AKP Maraş Milletvekili Avni Doğan utanmadan, “Onlar bizi 40 yıldır fişledi, şimdi de biz onları fişliyoruz” diyor ve bu sözler ciddi hiçbir tepki görmüyor. Örneğin bu sözler bazı solcuları hiç rahatsız etmiyor. Oysa biliyoruz ki, bu ülkede islamcılar 50 yıllık Soğuk Savaş döneminde her emperyalist operasyonda rol aldılar, faşist diktatörlüklerin kitle tabanını ve kadro kaynağını oluşturdular. Operasyonlarında yer aldılar. Bütün askeri darbeleri desteklediler.
Bu ülkenin 85 yıllık yakın tarihinde fişlenenler de, baskı ve işkence görenler de, zindanlara atılanlar da hep solcular oldu. Sahi, 12 Mart ve 12 Eylül darbelerinden sonra hapishanelerde kayda değer sayıda hiç İslamcı gören oldu mu?
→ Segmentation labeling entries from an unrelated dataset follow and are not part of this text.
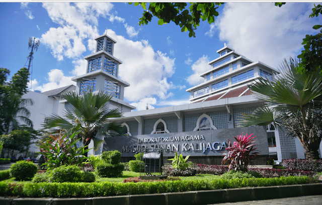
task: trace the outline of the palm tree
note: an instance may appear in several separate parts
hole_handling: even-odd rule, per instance
[[[32,121],[29,118],[30,112],[26,107],[33,104],[32,99],[21,98],[21,96],[17,94],[7,97],[3,95],[0,97],[3,98],[0,101],[4,108],[0,112],[0,118],[3,120],[1,132],[8,134],[10,130],[18,129],[19,122],[23,122],[27,126],[33,127]]]
[[[124,128],[110,120],[122,116],[119,109],[109,110],[106,106],[112,98],[110,95],[103,92],[89,91],[82,95],[72,92],[63,96],[71,106],[66,109],[63,117],[56,114],[46,117],[43,124],[44,129],[49,129],[54,132],[58,127],[70,133],[79,132],[77,137],[82,139],[83,145],[89,145],[93,140],[95,150],[103,141],[100,137],[123,135],[126,132]]]
[[[297,72],[298,62],[290,59],[281,66],[274,81],[261,78],[249,86],[259,100],[267,103],[253,113],[243,114],[239,126],[268,125],[274,123],[297,137],[305,158],[318,159],[322,137],[322,77],[319,71]]]

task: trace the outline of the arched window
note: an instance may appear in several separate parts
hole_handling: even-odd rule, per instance
[[[126,129],[127,129],[127,133],[126,134],[126,135],[132,136],[132,134],[130,132],[130,127],[129,127],[128,125],[125,122],[123,122],[121,125],[121,127],[126,127]]]
[[[151,132],[151,134],[169,133],[170,132],[167,129],[167,124],[166,123],[166,122],[165,122],[165,121],[162,119],[159,119],[154,123],[153,131]]]
[[[193,131],[210,130],[217,129],[212,122],[212,119],[209,115],[203,114],[198,118],[196,127]]]

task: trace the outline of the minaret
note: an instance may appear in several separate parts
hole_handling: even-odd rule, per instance
[[[84,58],[87,60],[86,74],[71,79],[77,82],[76,91],[82,95],[88,90],[103,91],[112,96],[109,109],[119,107],[122,112],[136,109],[124,101],[124,87],[130,84],[118,78],[119,65],[122,63],[113,56],[116,41],[107,34],[95,40],[95,52]]]

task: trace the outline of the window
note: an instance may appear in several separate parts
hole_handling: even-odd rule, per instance
[[[112,55],[112,42],[106,39],[106,44],[105,45],[105,51]]]
[[[206,87],[205,88],[202,88],[200,90],[196,90],[193,92],[193,97],[198,97],[204,94],[207,93],[209,92],[209,87]]]
[[[96,58],[92,58],[89,60],[88,73],[91,73],[101,69],[101,59],[102,57],[99,57]]]
[[[210,80],[210,74],[207,75],[207,81]]]
[[[117,64],[106,57],[104,57],[104,63],[103,64],[103,70],[110,74],[116,76]]]
[[[104,39],[101,39],[97,40],[97,50],[96,52],[102,51],[103,50],[103,46],[104,43]]]
[[[130,127],[128,126],[128,125],[127,124],[126,124],[125,122],[123,122],[121,125],[121,127],[126,127],[126,129],[127,129],[127,133],[126,134],[125,134],[125,135],[132,136],[132,134],[131,134],[131,132],[130,132]]]
[[[104,92],[112,97],[120,98],[120,85],[115,82],[106,79],[104,82]]]
[[[162,119],[159,119],[154,123],[153,131],[151,132],[151,134],[169,133],[170,133],[170,132],[167,129],[167,124],[166,122]]]
[[[82,95],[87,92],[95,92],[95,87],[96,86],[96,79],[85,79],[80,83],[80,89],[79,90],[79,95]]]
[[[217,66],[220,66],[221,64],[223,64],[224,63],[227,62],[228,61],[229,61],[230,60],[231,60],[231,57],[228,57],[228,58],[226,58],[225,59],[222,60],[221,61],[219,61],[218,63],[216,63],[214,64],[213,64],[213,68],[216,67]]]
[[[227,73],[229,72],[229,67],[227,66],[226,68],[224,68],[222,69],[218,70],[218,71],[214,72],[212,75],[212,78],[215,78],[221,75]]]
[[[224,81],[212,85],[212,89],[213,91],[214,90],[218,90],[226,86],[228,86],[228,79],[226,79]]]
[[[263,78],[267,78],[269,80],[273,80],[273,75],[271,73],[264,71],[264,70],[260,69],[260,75]]]
[[[231,84],[238,83],[254,77],[254,69],[231,77]]]
[[[237,69],[237,63],[234,63],[232,64],[232,70]]]
[[[211,129],[217,129],[217,128],[214,126],[211,118],[206,114],[203,114],[198,118],[196,127],[193,131]]]

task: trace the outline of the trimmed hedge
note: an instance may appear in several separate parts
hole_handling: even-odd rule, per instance
[[[0,196],[21,197],[88,197],[129,194],[175,192],[243,187],[270,186],[316,182],[316,178],[288,176],[278,178],[219,179],[212,180],[166,181],[139,183],[5,183],[0,182]]]
[[[8,179],[10,177],[11,177],[10,176],[10,169],[0,171],[0,181]]]
[[[310,159],[284,159],[282,161],[283,166],[290,169],[322,171],[322,160],[311,160]]]

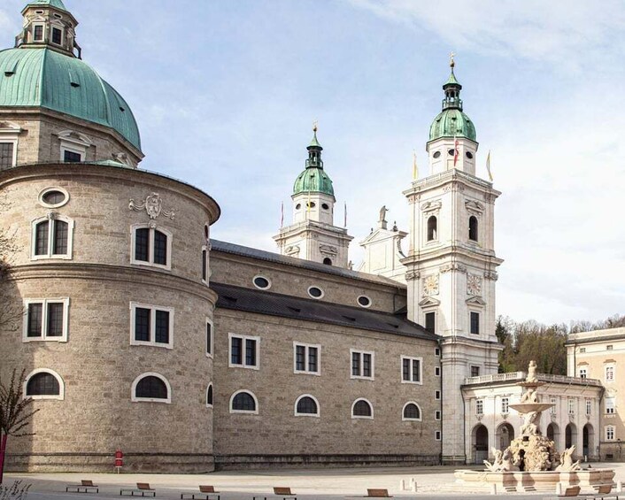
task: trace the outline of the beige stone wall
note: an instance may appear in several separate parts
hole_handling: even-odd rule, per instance
[[[74,220],[69,260],[30,259],[30,221],[48,212],[37,196],[49,186],[70,194],[66,205],[54,209]],[[128,210],[128,199],[153,191],[164,208],[177,209],[173,220],[156,219],[174,238],[171,271],[129,262],[130,225],[149,218]],[[201,281],[200,258],[204,225],[219,215],[216,204],[166,178],[95,165],[4,172],[0,194],[11,204],[3,222],[20,249],[2,296],[18,306],[26,299],[70,300],[66,342],[24,342],[20,319],[0,326],[3,378],[13,368],[44,368],[65,382],[64,400],[35,402],[39,412],[28,430],[35,435],[11,441],[10,466],[110,470],[120,448],[129,470],[211,470],[212,409],[205,391],[212,358],[205,354],[205,323],[216,296]],[[131,301],[174,309],[172,349],[130,345]],[[147,372],[167,379],[170,404],[131,402],[133,381]]]
[[[358,297],[367,296],[371,299],[372,310],[394,312],[405,305],[405,289],[399,283],[387,285],[343,278],[214,250],[211,252],[211,279],[219,283],[253,288],[254,277],[261,275],[271,281],[269,291],[272,293],[311,298],[308,288],[315,286],[324,291],[320,299],[323,302],[359,307]]]
[[[435,390],[436,342],[376,334],[218,309],[215,312],[215,455],[434,455],[440,422]],[[260,337],[259,369],[228,367],[228,333]],[[320,375],[294,373],[293,342],[320,345]],[[374,380],[351,378],[350,349],[374,352]],[[423,384],[401,382],[400,357],[422,357]],[[258,414],[231,414],[234,392],[248,389]],[[314,396],[320,418],[295,416],[295,402]],[[357,398],[368,399],[374,419],[351,416]],[[402,421],[408,401],[422,421]]]

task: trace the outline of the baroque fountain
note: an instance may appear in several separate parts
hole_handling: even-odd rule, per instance
[[[559,453],[555,443],[543,435],[541,415],[553,404],[541,402],[536,389],[544,382],[538,381],[536,371],[536,362],[531,361],[525,381],[518,384],[524,388],[521,403],[510,404],[523,419],[521,436],[505,450],[493,449],[495,458],[492,462],[484,460],[485,471],[456,471],[458,481],[466,486],[497,485],[506,491],[553,490],[558,485],[591,488],[613,484],[613,470],[583,470],[579,460],[573,461],[575,446]]]

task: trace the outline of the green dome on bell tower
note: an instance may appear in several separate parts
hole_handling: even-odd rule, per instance
[[[295,180],[293,196],[302,193],[323,193],[334,197],[332,180],[323,170],[323,160],[321,159],[323,148],[317,140],[316,124],[312,127],[312,140],[306,148],[308,150],[306,168]]]
[[[453,73],[455,63],[453,58],[450,63],[451,74],[443,85],[445,96],[443,99],[443,111],[434,119],[429,127],[429,141],[441,137],[465,137],[476,141],[475,126],[468,116],[462,112],[460,90],[462,85],[456,80]]]

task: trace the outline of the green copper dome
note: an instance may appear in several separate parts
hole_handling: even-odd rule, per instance
[[[434,119],[429,127],[429,140],[441,137],[466,137],[475,141],[475,126],[462,112],[460,90],[462,85],[456,80],[453,73],[454,63],[451,60],[451,74],[443,85],[445,97],[443,99],[443,111]]]
[[[335,190],[332,187],[332,181],[323,170],[323,161],[321,160],[323,148],[317,140],[316,127],[312,130],[314,135],[306,148],[308,150],[306,168],[295,180],[293,196],[301,193],[323,193],[334,197]]]
[[[59,0],[39,0],[63,5]],[[45,47],[0,51],[0,107],[43,107],[110,127],[141,150],[139,128],[123,97],[81,59]]]
[[[460,110],[444,110],[434,119],[429,127],[429,140],[454,136],[475,141],[475,127],[469,117]]]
Ya 28 Şubat’ta kaç İslamcı tutuklandı?
İşte bu yeni tarih kurgusu sürekli tekrar edilerek genel bir kabule dönüştürülmek isteniyor. Öyle ki, 12 Eylül diktatörlüğünün başbakan yardımcısı, darbeyi hazırlayan 24 Ocak neo-liberal ekonomik politikalarının mimarı, cuntaya dahil edilen üç “sivil” den biri olduğu darbeciler tarafından ifşa edilen bir Turgut Özal bile bu ülkenin yakın tarihindeki en büyük demokratlarından biri sayılıyor. Bu duruma yine sosyalistler dışında kimselerden pek bir itiraz gelmiyor.
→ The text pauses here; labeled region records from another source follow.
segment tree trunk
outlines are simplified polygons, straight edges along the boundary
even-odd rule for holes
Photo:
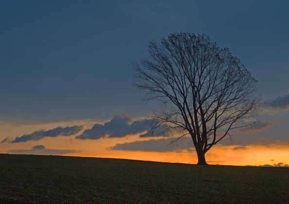
[[[205,158],[205,153],[201,151],[199,152],[197,152],[198,154],[198,165],[208,165],[206,162]]]

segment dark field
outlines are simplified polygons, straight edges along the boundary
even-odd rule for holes
[[[289,203],[289,168],[0,154],[0,203]]]

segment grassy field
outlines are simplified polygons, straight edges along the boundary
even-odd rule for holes
[[[289,168],[0,154],[0,203],[289,203]]]

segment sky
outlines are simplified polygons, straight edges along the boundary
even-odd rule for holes
[[[287,0],[0,1],[0,153],[197,163],[191,139],[147,136],[131,62],[149,41],[204,34],[258,80],[262,120],[211,164],[289,164]]]

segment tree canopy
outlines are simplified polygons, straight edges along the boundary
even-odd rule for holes
[[[206,164],[205,154],[232,130],[259,121],[257,81],[232,56],[205,34],[171,34],[161,43],[150,42],[149,59],[132,63],[134,84],[145,91],[144,100],[156,100],[160,109],[148,116],[153,134],[158,128],[192,137],[198,164]],[[152,119],[152,120],[151,120]]]

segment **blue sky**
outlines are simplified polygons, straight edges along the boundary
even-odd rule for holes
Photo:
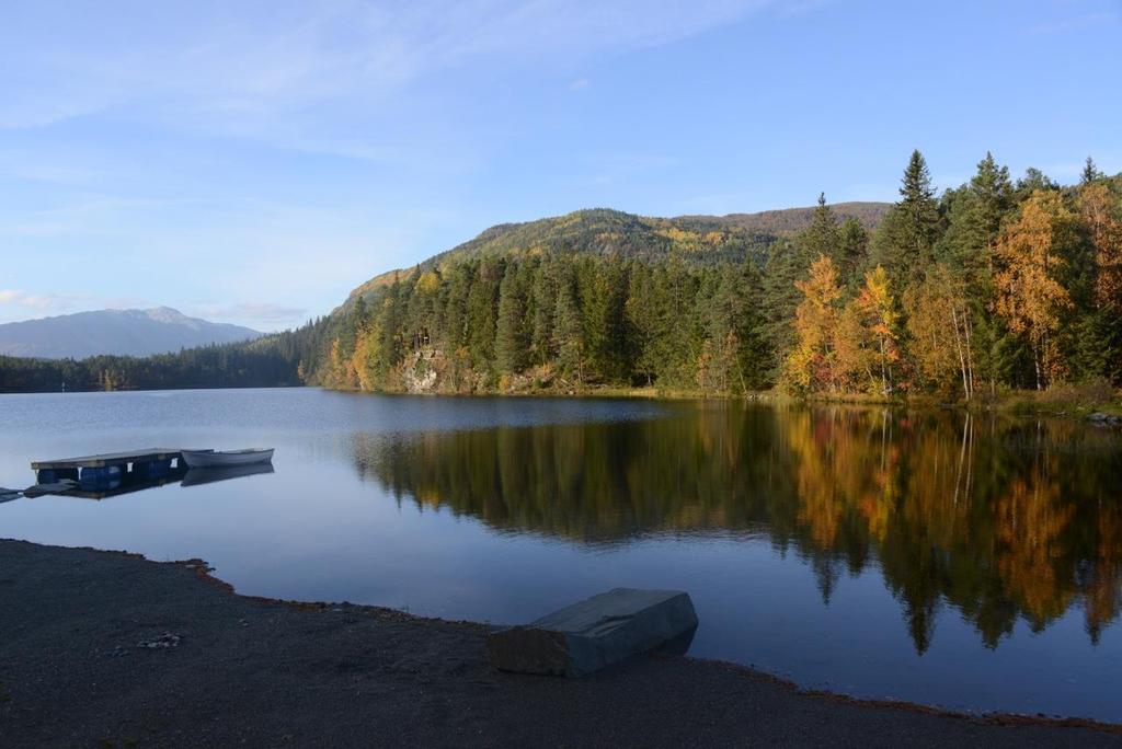
[[[276,330],[482,229],[1122,170],[1122,0],[4,0],[0,322]]]

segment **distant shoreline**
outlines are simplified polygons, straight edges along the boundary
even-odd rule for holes
[[[680,388],[660,389],[656,387],[619,387],[619,386],[585,386],[581,388],[526,388],[518,390],[482,389],[470,392],[459,391],[424,391],[408,390],[368,391],[348,388],[329,388],[320,385],[257,385],[257,386],[212,386],[212,387],[166,387],[166,388],[120,388],[108,392],[166,392],[169,390],[261,390],[261,389],[298,389],[319,388],[330,392],[351,392],[356,395],[381,396],[416,396],[416,397],[480,397],[480,398],[574,398],[599,399],[620,398],[638,400],[712,400],[762,403],[774,405],[810,405],[810,406],[855,406],[855,407],[892,407],[892,408],[940,408],[971,413],[992,413],[1022,417],[1075,418],[1086,420],[1092,414],[1106,414],[1122,417],[1122,396],[1098,390],[1087,391],[1078,386],[1056,388],[1054,390],[1015,390],[1002,392],[994,397],[978,398],[975,401],[942,401],[930,395],[876,397],[852,394],[819,394],[812,397],[797,397],[774,390],[732,395],[727,392],[707,392]],[[100,389],[67,390],[65,392],[105,392]],[[0,395],[64,395],[59,390],[0,390]]]
[[[1116,746],[1122,725],[971,716],[643,657],[591,678],[491,671],[487,628],[249,598],[205,563],[0,540],[7,746]],[[670,700],[670,703],[668,703]],[[61,703],[66,704],[59,710]],[[669,709],[672,705],[672,709]]]

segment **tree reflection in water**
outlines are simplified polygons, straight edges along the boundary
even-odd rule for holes
[[[1066,420],[701,404],[646,422],[359,436],[398,500],[585,544],[766,534],[816,571],[880,568],[918,651],[950,605],[996,647],[1119,616],[1122,440]]]

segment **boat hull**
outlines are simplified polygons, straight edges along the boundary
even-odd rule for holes
[[[222,453],[211,450],[184,450],[183,462],[187,468],[222,468],[229,465],[252,465],[268,463],[273,460],[273,449],[239,450]]]

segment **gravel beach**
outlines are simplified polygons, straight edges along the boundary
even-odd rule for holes
[[[1122,746],[1110,728],[812,695],[692,658],[500,674],[486,631],[241,597],[197,561],[0,540],[0,747]]]

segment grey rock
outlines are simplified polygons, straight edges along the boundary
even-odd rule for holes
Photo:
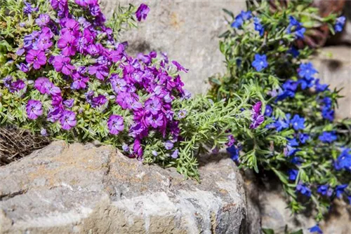
[[[320,49],[313,59],[313,64],[318,69],[324,83],[330,84],[333,89],[343,88],[340,94],[344,97],[338,102],[336,118],[351,117],[351,47],[330,46]]]
[[[101,6],[109,17],[118,4],[130,2],[140,4],[103,1]],[[156,1],[147,4],[150,11],[146,21],[138,24],[138,30],[123,33],[121,41],[128,41],[131,54],[166,52],[171,60],[190,69],[181,74],[185,88],[192,93],[204,92],[208,78],[225,71],[218,46],[218,36],[228,27],[222,9],[237,14],[246,8],[245,1]]]
[[[112,146],[52,143],[1,167],[2,233],[249,232],[235,164],[201,159],[201,183]]]
[[[302,229],[303,233],[310,233],[308,228],[316,224],[315,214],[300,214],[293,215],[288,207],[287,198],[278,181],[270,180],[269,184],[274,186],[258,186],[259,205],[263,228],[273,229],[276,233],[284,233],[285,226],[289,231]],[[273,188],[274,187],[274,188]],[[307,210],[309,211],[308,209]],[[337,200],[332,206],[330,214],[320,223],[325,234],[349,234],[351,230],[351,207],[343,200]]]

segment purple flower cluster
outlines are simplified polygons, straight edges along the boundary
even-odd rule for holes
[[[86,15],[74,15],[74,12],[69,12],[69,4],[79,5]],[[28,118],[43,116],[47,121],[58,122],[62,129],[69,130],[84,118],[82,104],[97,111],[108,111],[108,106],[118,105],[132,115],[130,127],[126,129],[121,115],[110,112],[105,120],[106,128],[112,135],[128,132],[134,142],[133,147],[126,144],[126,151],[133,149],[133,156],[142,157],[143,139],[151,132],[169,139],[165,148],[173,149],[179,139],[178,119],[184,118],[186,111],[175,114],[172,102],[188,98],[189,94],[183,89],[180,76],[171,76],[168,71],[173,74],[175,69],[185,72],[188,69],[176,61],[170,63],[166,54],[157,64],[152,62],[157,56],[155,52],[140,54],[137,58],[129,56],[124,44],[116,42],[112,30],[105,26],[98,0],[51,0],[51,4],[57,15],[34,14],[37,15],[34,20],[40,30],[26,35],[23,46],[17,51],[18,69],[40,74],[30,90],[36,90],[43,99],[51,100],[48,110],[39,100],[28,101]],[[28,4],[25,6],[25,13],[37,11]],[[135,13],[138,20],[145,20],[149,11],[149,7],[142,4]],[[47,70],[55,71],[58,78],[45,75]],[[91,82],[98,82],[105,92],[91,89]],[[14,81],[12,76],[6,77],[4,83],[11,92],[26,87],[23,81]],[[46,130],[43,134],[48,135]],[[177,158],[178,153],[174,149],[171,156]]]
[[[265,116],[261,114],[262,102],[256,102],[252,107],[251,111],[251,121],[250,128],[255,129],[265,121]]]

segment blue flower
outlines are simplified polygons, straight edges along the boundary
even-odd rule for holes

Bunun adı çürüme oluyor. Ve çürüme ne kadar yayılırsa, ona karşı direniş ve nefs-i müdafa refleksi de o ölçüde şiddetleniyor. Türkiye entelektüelleri büyük bir ihanetin içinden geçiyor. Tarihe, insanlığa, halka, ülkeye ve kendi hayatlarına karşı bir ihanet…
İhanet ve alçaklık ne kadar derinleşirse, ona karşı isyan da o ölçüde büyüyor.
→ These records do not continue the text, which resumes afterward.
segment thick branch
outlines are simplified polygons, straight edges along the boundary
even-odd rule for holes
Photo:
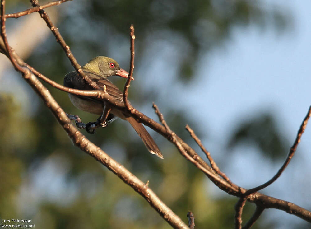
[[[5,33],[5,0],[1,0],[1,36],[10,58],[13,55],[6,39]],[[2,48],[2,50],[3,49]],[[66,113],[51,95],[49,90],[42,84],[27,68],[19,65],[15,59],[10,60],[16,68],[22,74],[24,79],[40,96],[48,107],[54,115],[74,143],[86,153],[93,157],[130,185],[144,197],[151,206],[158,212],[172,227],[175,228],[188,228],[188,226],[161,200],[148,187],[125,167],[107,154],[100,148],[90,141],[72,124]]]

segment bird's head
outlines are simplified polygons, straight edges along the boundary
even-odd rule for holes
[[[83,70],[88,71],[107,78],[112,76],[118,76],[127,78],[128,73],[120,68],[119,64],[113,59],[106,56],[97,56],[83,66]],[[134,78],[132,77],[132,80]]]

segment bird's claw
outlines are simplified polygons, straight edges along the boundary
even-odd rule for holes
[[[91,129],[91,126],[95,125],[96,124],[96,122],[90,122],[86,124],[86,125],[85,125],[85,130],[87,132],[89,133],[90,133],[91,134],[94,134],[95,133],[95,129]]]
[[[100,125],[102,127],[105,127],[108,125],[108,124],[106,122],[104,122],[102,123],[101,123]]]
Soğuk Savaş sonrasında egemen sınıflar bloku içinde ortaya çıkan yön ve program farklılaşması ve bu farklılaşmanın bir sonucu olarak sistemin iki fraksiyonu arasında cereyan eden iktidar mücadelesinde önemli bir tarihsel dönemeç geçilmiş görünüyor. Artık ortada güçleri birbirine denk ya da yakın olan iki kuvvet arasında bir mücadele yok. AKP-Cemaat koalisyonu bütün iktidarı eline geçirmiş durumda. TSK’nın ise bir programı ve hedefi bulunmuyor.
Aydınlanma ve 150 yıllık modernleşme sürecinin bütün kazanımları adım adım tasfiye ediliyor. Bu tasfiye operasyonu solu da içine alarak genişleme eğilimi taşıyor.
Türk burjuvazisi ve onun organik aydınları kendi devrimine ve geleneklerine ihanet ediyor. İnsanlığın ilerici birikimini ve cumhuriyetin kazanımlarını savunacak tek güç olarak ortada sol ve işçi sınıfı, çalışanlar kalıyor.
Bugün Tekel işçileriyle dayanışma içinde olanlar, fiilen bu direnişi destekleyen ve onu ileriye taşımaya çalışanlar, ağırlıklı olarak bu “demokratikleşme” palavrasına pirim vermeyen sosyalist grup, çevre ve kişilerdir. Bu bir tesadüf değildir. Devrimci sosyalistler Tekel işçileriyle birlikte sermayeye, onun iktidarına, kapitalizme ve emperyalizme karşı mücadele etmektedirler. Liberaller ve sol liberaller ise işbirlikçi AKP ve İslamcı Cemaat ile birlikte, artık bir balona dönüşmüş “askeri vesayete” karşı savaşmaktadırlar.